You hear a piercing scream and turn to see a child knock a row of boxes off the grocery store shelf, then observe flabbergasted as the mother smiles mindlessly. Reality TV shows show parents getting drunk and cursing while their children play and mimic their behavior in the background. The effects of bad parenting are evident from incidents such as the former to parents who lock their children in cages for disciplinary purposes. Raising kids is not always a “Brady Bunch” episode, and parents are no more perfect than their children. Because you do not want your little one on the psychiatrist’s couch in the future complaining about the woes of her childhood, it is crucial to know the effects bad parenting might have on your children.
You are not a friend to your child. Permissive parents who treat their child like a BFF might end up with a monster who decides that if no one else chooses to be king of the castle, she will. Child psychologist Kenneth N. Condrell states that permissive parents abdicate authority by not being assertive with their children. A child needs guidance at every fork in the road in order to successfully navigate the series of choices he will face as he grows.
Helicopter parents who hover over their kids from the womb through college are the nemesis of doctors, teachers and others who work with children. These parents want to help their child but often end up crippling them by not allowing them to make decisions that can lead to failure. Without the risk of defeat, she might never experience victory. It is in your nature as a parent to protect your children, but too much caution might lead to your precious darling not leaving home until they are 40. Let your children fail to lead them to success.
OK. That’s it. You’re grounded for a month. That might be a scenario you are familiar with from your own childhood. And you also might remember that some parents retreat from enforcing that punishment because they realized that they have punished themselves for their child’s misdeeds. Do not lay down repercussions if you cannot stick to them. Children need to know they can trust what you say, and that goes double for consequences. If you back down enough times they will peg you for a pushover. FamilyDoctor.org suggests that being consistent means keeping the rules the same all the time.
Negative vs. Positive Reinforcement
When little Johnny sticks his finger in a light socket, do you smack his hand and say, “Bad boy,” or do you calmly explain the dangers of electrical outlets while? Some instances might require a “Great job!” and others a stern rebuke. Studies at the Yale Parenting Center studies show that specific praise is a powerful tool for changing behavior, whereas harsher negative punishments work only in the short term. It is likely you will do a little of both, and a balance is the best you can hope for when raising children.

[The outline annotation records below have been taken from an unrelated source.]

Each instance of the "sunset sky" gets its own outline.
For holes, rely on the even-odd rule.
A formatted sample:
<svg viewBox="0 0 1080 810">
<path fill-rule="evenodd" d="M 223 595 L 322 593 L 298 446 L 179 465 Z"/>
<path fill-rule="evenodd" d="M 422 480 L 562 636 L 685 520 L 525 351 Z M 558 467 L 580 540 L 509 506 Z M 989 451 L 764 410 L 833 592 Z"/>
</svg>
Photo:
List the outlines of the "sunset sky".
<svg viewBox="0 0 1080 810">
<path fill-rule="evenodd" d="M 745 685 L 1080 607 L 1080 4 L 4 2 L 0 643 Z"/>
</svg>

Physical Punishment or Verbal Abuse
Is it OK to physically punish children, call them names or verbally assault them? The spanking debate rages on in communities around the world, and it is always a touchy subject. Much of how you choose to discipline your children has to do with culture and upbringing. It might be helpful to look into alternatives to physical admonishment, including timeouts, grounding, removing favorite toys and limiting screen time. These punishments might work just as well as corporal punishment. Don’t verbally abuse or put down a child. You might lose control at times when the kids are running wild, but take a breath, get a grip and remain calm. Try to control hurtful comments that might come out during moments of parenting weakness.